La danse continue et nos pieds s’entremêlent sans jamais que l’un ou l’autre ne se déséquilibre, nos yeux se croisent et papillonnent, se lâchent et se retrouvent, puis s’abandonnent de nouveau le temps d’une tirade déclamée. L’instant d’après, c’est moi qui le fusille, mécontente.
L’amour ? Sérieusement, j’avais failli m’étouffer, puis rire, puis m’exclamer d’exaspération, puis tout ça à la fois. Il n’y avait bien qu’un conteur pour ne jurer que par l’amour et son pouvoir soi-disant tout-puissant. Un jour, il faudrait que ça soit moi qui lui raconte une histoire, dix, cent, voir mille, car mon cas n’était pas unique, surtout dans cette ville où richesse côtoyait misère au quotidien.

Et en plus il me disait amoureux d’un vieux bossu… Aurait-il eu vent de cette insupportable rumeur concernant Césaire ? Non….si ? Se moquait-il ? hooo l’enfoiré.

-Je vous rapporte déjà vos affaires oubliés messire, un baiser ne serait-il pas une demande excessive alors que j’ai bravé la foule, voleur et mécontent pour vous rapporter votre dû ?

Je me fais d’un coup plus petite, le regardant d’un air d’enfant perdu. Qu’il tente le diable et ses bijoux de famille allaient s’en souvenir longtemps. J’avais presque envie qu’il tombe dans le panneau, qu’il ne se méfie point et vienne chercher son dû. Ho oui, il l’aurait son baiser, mais au détriment d’une autre partie de son anatomie. Ce pourrait être bien drôle.

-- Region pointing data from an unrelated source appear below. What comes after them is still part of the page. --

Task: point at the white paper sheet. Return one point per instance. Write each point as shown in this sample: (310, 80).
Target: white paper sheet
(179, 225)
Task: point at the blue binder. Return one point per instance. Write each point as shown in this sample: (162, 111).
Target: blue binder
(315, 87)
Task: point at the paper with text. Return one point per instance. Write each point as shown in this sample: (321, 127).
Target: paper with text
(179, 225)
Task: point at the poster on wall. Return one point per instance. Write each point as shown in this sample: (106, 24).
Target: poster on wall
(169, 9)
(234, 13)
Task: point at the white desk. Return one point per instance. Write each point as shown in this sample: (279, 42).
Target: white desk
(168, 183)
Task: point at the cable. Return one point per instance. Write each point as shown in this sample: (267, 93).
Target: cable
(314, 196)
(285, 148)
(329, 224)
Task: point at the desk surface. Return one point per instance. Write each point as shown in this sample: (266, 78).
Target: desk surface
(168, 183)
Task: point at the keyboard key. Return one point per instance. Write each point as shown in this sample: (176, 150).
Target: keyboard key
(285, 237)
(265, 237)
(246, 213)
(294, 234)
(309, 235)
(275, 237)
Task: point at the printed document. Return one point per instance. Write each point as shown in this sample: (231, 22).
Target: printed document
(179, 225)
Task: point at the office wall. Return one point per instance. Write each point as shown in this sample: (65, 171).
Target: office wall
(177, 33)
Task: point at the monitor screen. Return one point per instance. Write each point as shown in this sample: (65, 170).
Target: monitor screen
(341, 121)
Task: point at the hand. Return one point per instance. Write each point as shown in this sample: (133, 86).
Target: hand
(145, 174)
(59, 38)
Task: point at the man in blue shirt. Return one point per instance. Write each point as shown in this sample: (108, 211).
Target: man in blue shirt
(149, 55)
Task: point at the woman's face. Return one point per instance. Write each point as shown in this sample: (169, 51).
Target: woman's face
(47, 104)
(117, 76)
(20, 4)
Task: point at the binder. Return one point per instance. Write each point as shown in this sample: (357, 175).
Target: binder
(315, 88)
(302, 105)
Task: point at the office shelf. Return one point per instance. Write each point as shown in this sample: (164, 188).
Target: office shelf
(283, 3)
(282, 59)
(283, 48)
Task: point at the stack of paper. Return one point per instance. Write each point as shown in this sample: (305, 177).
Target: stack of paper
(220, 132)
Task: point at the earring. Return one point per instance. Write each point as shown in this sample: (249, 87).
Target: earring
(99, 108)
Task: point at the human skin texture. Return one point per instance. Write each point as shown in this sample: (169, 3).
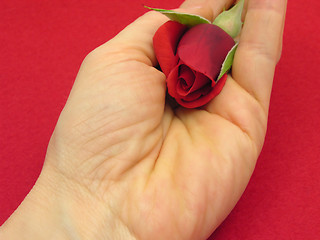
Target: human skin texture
(123, 164)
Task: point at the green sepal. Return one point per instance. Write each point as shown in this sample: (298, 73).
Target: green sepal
(187, 19)
(227, 63)
(230, 20)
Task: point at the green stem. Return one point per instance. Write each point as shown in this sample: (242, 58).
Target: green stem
(230, 21)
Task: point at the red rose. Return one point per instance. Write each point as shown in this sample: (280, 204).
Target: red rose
(191, 59)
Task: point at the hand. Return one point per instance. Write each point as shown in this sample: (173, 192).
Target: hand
(123, 164)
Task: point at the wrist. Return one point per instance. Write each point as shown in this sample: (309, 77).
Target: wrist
(58, 209)
(37, 217)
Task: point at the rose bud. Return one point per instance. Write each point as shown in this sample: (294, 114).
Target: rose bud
(191, 59)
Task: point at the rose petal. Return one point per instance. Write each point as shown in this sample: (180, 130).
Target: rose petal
(185, 81)
(187, 74)
(165, 43)
(172, 80)
(200, 81)
(204, 99)
(204, 48)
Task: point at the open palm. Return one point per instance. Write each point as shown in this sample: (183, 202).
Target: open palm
(133, 166)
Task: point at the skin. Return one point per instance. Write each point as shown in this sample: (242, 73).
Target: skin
(123, 164)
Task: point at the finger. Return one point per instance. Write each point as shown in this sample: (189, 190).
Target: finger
(259, 48)
(135, 41)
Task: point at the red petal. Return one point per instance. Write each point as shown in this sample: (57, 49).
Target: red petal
(204, 48)
(165, 43)
(202, 100)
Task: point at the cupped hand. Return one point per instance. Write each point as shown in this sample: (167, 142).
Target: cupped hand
(124, 164)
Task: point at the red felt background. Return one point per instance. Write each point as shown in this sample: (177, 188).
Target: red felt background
(42, 44)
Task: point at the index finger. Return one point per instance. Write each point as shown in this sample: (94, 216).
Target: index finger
(259, 48)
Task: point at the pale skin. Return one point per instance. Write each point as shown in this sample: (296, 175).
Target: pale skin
(123, 164)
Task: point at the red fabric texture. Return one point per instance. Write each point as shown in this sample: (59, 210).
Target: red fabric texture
(42, 44)
(192, 59)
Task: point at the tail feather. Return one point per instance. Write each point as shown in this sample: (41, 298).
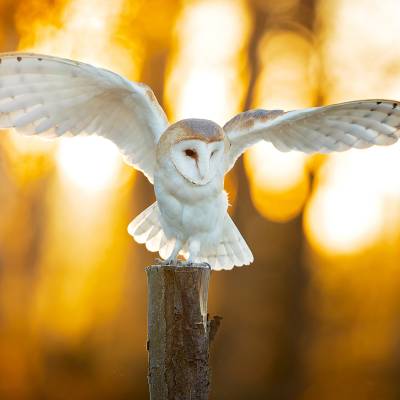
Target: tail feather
(231, 251)
(146, 228)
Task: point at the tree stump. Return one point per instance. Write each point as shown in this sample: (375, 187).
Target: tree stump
(179, 332)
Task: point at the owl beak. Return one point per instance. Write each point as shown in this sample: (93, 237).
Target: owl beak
(203, 167)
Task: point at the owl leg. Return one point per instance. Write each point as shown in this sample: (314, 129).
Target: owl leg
(173, 257)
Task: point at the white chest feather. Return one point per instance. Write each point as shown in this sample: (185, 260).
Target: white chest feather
(189, 210)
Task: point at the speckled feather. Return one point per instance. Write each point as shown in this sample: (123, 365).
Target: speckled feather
(187, 161)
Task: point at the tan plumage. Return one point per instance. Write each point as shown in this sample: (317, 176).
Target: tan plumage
(186, 161)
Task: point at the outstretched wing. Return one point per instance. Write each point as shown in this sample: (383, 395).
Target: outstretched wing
(51, 97)
(338, 127)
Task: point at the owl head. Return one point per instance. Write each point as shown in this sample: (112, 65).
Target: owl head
(196, 149)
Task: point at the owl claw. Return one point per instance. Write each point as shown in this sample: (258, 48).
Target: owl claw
(166, 262)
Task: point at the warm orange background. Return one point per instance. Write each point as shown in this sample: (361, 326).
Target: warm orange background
(317, 315)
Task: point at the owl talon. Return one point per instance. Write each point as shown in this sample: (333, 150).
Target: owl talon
(167, 262)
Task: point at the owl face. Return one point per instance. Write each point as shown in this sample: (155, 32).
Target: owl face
(198, 161)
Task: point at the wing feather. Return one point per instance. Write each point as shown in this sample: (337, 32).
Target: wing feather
(338, 127)
(50, 97)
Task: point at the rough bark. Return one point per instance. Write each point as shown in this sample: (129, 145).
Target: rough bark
(179, 332)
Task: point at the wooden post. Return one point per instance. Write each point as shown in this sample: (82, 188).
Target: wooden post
(179, 332)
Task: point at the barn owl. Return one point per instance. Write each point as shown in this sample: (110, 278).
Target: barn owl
(187, 160)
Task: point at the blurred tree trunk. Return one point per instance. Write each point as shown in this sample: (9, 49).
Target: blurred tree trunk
(268, 362)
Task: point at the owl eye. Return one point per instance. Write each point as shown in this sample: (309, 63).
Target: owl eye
(190, 153)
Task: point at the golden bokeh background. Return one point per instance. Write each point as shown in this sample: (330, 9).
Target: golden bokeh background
(317, 315)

-Vous avez beau être un duc, un roi, un mage, n’avez-vous pas peur de vous proclamer seigneur de cette ville quand la Cour des Miracles guette et veille sur ses agneaux ? Êtes-vous le Fils des Ombres pour parler ainsi ?

Celui là même qui…non, non, non et non. Je n’avais pas envie d’y penser, alors je me jette dans les bras d’un Sylvain au visage tordu.

-Emportez-moi dans votre cour si telle et le cas, car des gardes m’ont pris en chasse et je crains qu’il ne tarde à me retrouver. Je n’ai nul endroit où aller à cause d’une vulgaire méprise, si ce n’est la volonté de vous ramener votre dû.